Considerable guidance existed at the time of Mr D’s discharge relating to discharge and care for terminally ill patients, and in some respects the Trust’s discharge planning was good. For example, they contacted Macmillan and District Nurses and social services. But other aspects of the discharge planning were not good. In particular, the change of Mr D’s discharge date should have prompted a complete review of his condition, needs and discharge arrangements. That did not happen; the palliative care team were unaware of Mr D’s changing medication needs, and the medication prescribed on discharge did not meet his needs. His daughter graphically described to us the family’s experiences on the day of discharge and the frantic efforts they made to obtain pain relief for Mr D. The uncertainty about whether he would still be alive on their return from their trips, or how much pain they would find him in, must have been harrowing.

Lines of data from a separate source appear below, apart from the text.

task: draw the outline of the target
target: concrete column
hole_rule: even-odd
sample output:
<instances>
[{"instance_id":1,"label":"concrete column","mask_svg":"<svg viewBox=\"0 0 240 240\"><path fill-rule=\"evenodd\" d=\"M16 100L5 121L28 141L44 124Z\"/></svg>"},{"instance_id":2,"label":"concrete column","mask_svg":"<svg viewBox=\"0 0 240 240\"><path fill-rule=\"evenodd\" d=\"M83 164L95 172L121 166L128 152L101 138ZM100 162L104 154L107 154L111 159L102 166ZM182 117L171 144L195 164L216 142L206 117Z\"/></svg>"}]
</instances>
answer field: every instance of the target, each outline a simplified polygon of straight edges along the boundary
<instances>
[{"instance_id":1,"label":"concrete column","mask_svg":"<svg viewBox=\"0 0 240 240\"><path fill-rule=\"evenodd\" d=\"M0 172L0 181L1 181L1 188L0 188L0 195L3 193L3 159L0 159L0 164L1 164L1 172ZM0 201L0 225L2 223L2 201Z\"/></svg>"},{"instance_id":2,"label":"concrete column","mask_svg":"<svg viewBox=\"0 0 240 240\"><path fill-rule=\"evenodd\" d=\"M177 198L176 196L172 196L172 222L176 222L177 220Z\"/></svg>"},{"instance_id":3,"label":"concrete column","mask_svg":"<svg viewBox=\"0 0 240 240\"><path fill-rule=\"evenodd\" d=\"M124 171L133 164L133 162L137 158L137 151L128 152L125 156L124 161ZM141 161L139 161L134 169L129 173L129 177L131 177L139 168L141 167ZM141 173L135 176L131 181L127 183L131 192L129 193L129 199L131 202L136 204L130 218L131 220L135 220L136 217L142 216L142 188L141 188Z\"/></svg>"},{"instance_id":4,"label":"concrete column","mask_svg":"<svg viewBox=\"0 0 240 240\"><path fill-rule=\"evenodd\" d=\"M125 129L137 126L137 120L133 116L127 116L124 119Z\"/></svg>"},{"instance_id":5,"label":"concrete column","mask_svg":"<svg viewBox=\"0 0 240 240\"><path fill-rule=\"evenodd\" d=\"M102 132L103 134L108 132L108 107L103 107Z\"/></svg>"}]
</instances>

The Trust’s response to Mr D’s daughter’s first complaint contained inaccuracies, and a later response did not address all of the new concerns she had raised. The Trust apologised to her for the shortcomings in Mr D’s care, but did not give her evidence that they had fully implemented improvements recommended by the Healthcare Commission.
We upheld this complaint.
What happened next
The Trust apologised to Mr D’s daughter and paid her compensation of £2,000. They also told us what they would do to prevent a repeat of their failings. Their plans included a review of all nursing documentation; the introduction of a five-day pain management course available to all Trust staff; and the introduction of an ‘holistic assessment tool’ to be used by the palliative care team to make sure that a person’s care needs are met and their discharge is properly planned.